‘The Nobodies’

by Eduardo Galeano

Fleas dream of buying themselves a dog, and nobodies dream of escaping poverty; that one magical day good luck will suddenly rain down on them—will rain down in buckets. But good luck doesn’t rain down yesterday, today, tomorrow, or ever. Good luck doesn’t even fall in a fine drizzle, no matter how hard the nobodies summon it. even if their left hand is tickling, or if they begin the new day with their right foot, or start the new year with a change of brooms.

The nobodies: nobody’s children, owners of nothing. The nobodies: the no ones, the nobodied, running like rabbits, dying through life, screwed every which way.
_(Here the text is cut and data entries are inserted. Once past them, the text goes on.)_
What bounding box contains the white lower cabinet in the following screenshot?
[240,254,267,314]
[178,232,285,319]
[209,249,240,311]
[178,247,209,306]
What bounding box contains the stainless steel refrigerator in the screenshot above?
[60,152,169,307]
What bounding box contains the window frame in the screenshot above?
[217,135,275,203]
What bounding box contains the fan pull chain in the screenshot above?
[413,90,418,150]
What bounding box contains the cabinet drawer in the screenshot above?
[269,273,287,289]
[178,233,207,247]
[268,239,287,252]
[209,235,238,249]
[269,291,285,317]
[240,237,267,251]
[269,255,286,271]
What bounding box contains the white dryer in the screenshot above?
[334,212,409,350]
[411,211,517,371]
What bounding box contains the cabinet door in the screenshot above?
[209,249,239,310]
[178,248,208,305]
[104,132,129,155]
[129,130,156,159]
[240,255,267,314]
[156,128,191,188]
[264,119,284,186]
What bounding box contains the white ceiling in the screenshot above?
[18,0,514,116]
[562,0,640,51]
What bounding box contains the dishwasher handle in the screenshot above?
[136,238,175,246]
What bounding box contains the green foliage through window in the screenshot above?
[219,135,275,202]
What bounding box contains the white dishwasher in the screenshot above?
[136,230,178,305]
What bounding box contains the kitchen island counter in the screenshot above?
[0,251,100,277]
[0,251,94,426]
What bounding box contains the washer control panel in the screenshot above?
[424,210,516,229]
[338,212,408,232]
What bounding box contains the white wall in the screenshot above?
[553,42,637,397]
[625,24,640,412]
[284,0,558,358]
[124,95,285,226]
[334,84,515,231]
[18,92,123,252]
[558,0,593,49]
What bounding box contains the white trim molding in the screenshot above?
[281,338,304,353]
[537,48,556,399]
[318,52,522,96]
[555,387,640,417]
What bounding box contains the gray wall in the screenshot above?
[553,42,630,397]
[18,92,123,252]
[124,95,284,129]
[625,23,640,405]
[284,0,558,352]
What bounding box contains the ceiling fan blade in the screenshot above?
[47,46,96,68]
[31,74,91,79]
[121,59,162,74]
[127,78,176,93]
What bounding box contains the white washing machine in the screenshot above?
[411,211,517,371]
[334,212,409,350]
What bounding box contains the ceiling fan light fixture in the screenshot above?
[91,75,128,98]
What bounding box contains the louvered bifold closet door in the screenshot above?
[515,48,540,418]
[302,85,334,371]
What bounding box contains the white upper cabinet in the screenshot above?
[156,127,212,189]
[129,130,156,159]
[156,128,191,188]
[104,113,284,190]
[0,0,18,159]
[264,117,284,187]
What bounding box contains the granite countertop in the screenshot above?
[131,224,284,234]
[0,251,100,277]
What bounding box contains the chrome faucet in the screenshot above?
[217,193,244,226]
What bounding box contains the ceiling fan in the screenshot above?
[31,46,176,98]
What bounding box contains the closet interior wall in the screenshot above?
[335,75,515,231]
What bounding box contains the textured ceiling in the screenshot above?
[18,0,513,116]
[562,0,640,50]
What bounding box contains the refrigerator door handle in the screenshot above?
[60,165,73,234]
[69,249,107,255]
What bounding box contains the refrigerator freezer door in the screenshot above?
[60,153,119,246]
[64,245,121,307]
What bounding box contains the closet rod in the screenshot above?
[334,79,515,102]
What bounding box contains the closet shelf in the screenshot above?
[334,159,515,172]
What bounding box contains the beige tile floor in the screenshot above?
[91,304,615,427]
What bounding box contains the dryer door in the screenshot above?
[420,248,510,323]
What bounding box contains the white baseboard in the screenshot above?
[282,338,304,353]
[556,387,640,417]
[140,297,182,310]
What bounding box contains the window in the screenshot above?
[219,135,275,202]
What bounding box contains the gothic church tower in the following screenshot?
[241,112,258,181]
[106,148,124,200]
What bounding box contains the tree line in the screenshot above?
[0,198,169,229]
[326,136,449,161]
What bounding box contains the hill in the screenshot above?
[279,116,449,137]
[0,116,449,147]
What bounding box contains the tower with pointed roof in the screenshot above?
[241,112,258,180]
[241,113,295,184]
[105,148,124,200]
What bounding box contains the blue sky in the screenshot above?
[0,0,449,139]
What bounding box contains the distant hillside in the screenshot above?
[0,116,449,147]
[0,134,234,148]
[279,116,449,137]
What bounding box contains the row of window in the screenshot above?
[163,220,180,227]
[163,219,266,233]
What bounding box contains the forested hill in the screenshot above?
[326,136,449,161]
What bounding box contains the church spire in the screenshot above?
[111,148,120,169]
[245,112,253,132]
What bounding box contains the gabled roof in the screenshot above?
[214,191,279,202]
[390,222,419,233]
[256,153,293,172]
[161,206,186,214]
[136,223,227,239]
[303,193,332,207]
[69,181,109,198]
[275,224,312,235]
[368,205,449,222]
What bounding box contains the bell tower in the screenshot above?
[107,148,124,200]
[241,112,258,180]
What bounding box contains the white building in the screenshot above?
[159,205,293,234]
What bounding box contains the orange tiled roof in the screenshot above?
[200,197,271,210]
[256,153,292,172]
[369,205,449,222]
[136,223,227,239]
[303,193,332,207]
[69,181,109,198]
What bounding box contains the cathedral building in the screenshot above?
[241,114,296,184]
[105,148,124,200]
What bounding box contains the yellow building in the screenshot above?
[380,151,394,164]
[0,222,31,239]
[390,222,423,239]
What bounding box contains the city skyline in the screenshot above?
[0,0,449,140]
Who are not, but could be.
Who don’t speak languages, but dialects.
Who don’t have languages, but superstitions.
Who don’t create art, but handicrafts.
Who don’t have culture, but folklore.
Who are not human beings, but human resources.
Who do not have faces, but arms.
Who do not have names, but numbers.
Who do not appear in the history of the world, but in the police blotter of the local paper.
The nobodies, who are not worth the bullet that kills them.

Translated by Cedric Belfrage

–   –   –

“Los Nadies”

Sueñan las pulgas con comprarse un perro
y sueñan los nadies con salir de pobres,
que algún mágico día
llueva de pronto la buena suerte,
que llueva a cántaros la buena suerte;
pero la buena suerte no llueve ayer, ni hoy,
ni mañana, ni nunca,
ni en lloviznita cae del cielo la buena suerte,
por mucho que los nadies la llamen
y aunque les pique la mano izquierda,
o se levanten con el pie derecho,
o empiecen el año cambiando de escoba.

Los nadies: los hijos de nadie,
los dueños de nada.
corriendo la liebre, muriendo la vida, jodidos,
rejodidos:

Que no son, aunque sean.
Que no hablan idiomas, sino dialectos.
Que no profesan religiones,
sino supersticiones.
Que no hacen arte, sino artesanía.
Que no practican cultura, sino folklore.
Que no son seres humanos,
sino recursos humanos.
Que no tienen cara, sino brazos.
Que no tienen nombre, sino número.
Que no figuran en la historia universal,
sino en la crónica roja de la prensa local.
Los nadies,
que cuestan menos
que la bala que los mata.

–   –   –

Cedric Belfrage’s translation of “Los Nadies” into English is  from With Our Eyes Wide Open: Poems of the New American Century, Edited by Douglas Valentine (Albuquerque: West End Press, 2014).

Valentine is the author of five books of historical nonfiction: The Hotel Tacloban; The Phoenix Program; The Strength of the Wolf: America’s War on Drugs; The Strength of the Pack: The Personalities, Politics and Espionage Intrigues that Shaped the DEA; and The CIA as Organized Crime: How Illegal Operations Corrupt America and the World. He is the author of one novel, TDY, and one book of poems, A Crow’s Dream. He lives with his wife Alice in Massachusetts.

Find “Los Nadies” with another translation and a link to Eduardo Galeano reading it, HERE.

Eduardo Galeano (1940-2015) was a Uruguayan journalist, writer and novelist.